KEENE, N.H. -- A Massachusetts-based company that temporarily places medical professionals in understaffed practices and hospitals expects to open a location in the city on Sept. 1 and employ about 100 people in the area.
Robert Indresano, the president and chief operating officer of Barton Associates, told the Reformer the company plans to set up shop at 14 Emerald St. in The Center at Keene, where it will recruit and place physicians, physician assistants and nurse practitioners in order to compensate for a nationwide shortage of medical doctors. He said Barton typically hires recent college graduates to fill recruiter, fulfillment specialist and account manager positions and Emerald Street's close proximity to Keene State College, Antioch University New England and Franklin Pierce University make for a great opportunity to hire young men and women for jobs that can easily turn into careers.
"We're only as good as our employees. We need a place where we can draw good, hard-working folks," Indresano said. "We went and looked at the place and we thought it would be an attractive location to retain people."

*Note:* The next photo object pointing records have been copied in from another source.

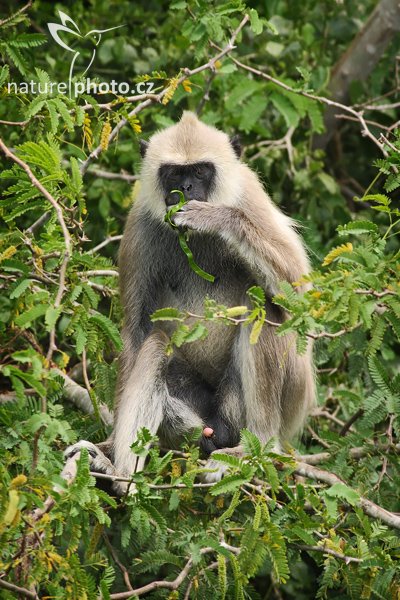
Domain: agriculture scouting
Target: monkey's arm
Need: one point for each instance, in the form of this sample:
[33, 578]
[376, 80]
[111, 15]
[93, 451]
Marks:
[262, 236]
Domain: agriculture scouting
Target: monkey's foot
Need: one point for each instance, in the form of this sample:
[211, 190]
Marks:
[98, 462]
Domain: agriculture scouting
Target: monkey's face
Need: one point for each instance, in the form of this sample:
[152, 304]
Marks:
[194, 158]
[195, 180]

Indresano, who has held his positions at Barton Associates for nearly seven years, said hiring recent college graduates worked out wonderfully for his company, as all new hires go through development programs and training.
"We've had a lot of success with that model," he said.
Barton Associates' employment website is www.bartoncareers.com.
Indresano said the company is also working on opening an office in Austin, Texas. It is headquartered in Peabody, Mass.
Keene City Manager John MacLean told the Reformer he is thrilled a company with the size, magnitude and reputation of Barton Associates has decided to move into Keene, adding that the entire region will benefit. He also said Barton is putting in quite an effort to open its doors in the city.
"We are very, very appreciative that the company has confidence in this community and in this region," he said. "And I hope we everything we possibly can to make feel welcomed."
Indresano said a lot of strain in being put on the American health care system due in part to 10,000 citizens turning 65 each year, a trend he said that will continue through 2030, and The Patient Protection and Affordable Care Act that is President Obama's legacy requiring more people to get insured. He said this pressure on the system creates a demand for temporary placement of physicians, physician assistants and nurse practitioners. He told the Reformer his company, founded in 2001, has seen 50 percent growth each of the past three years.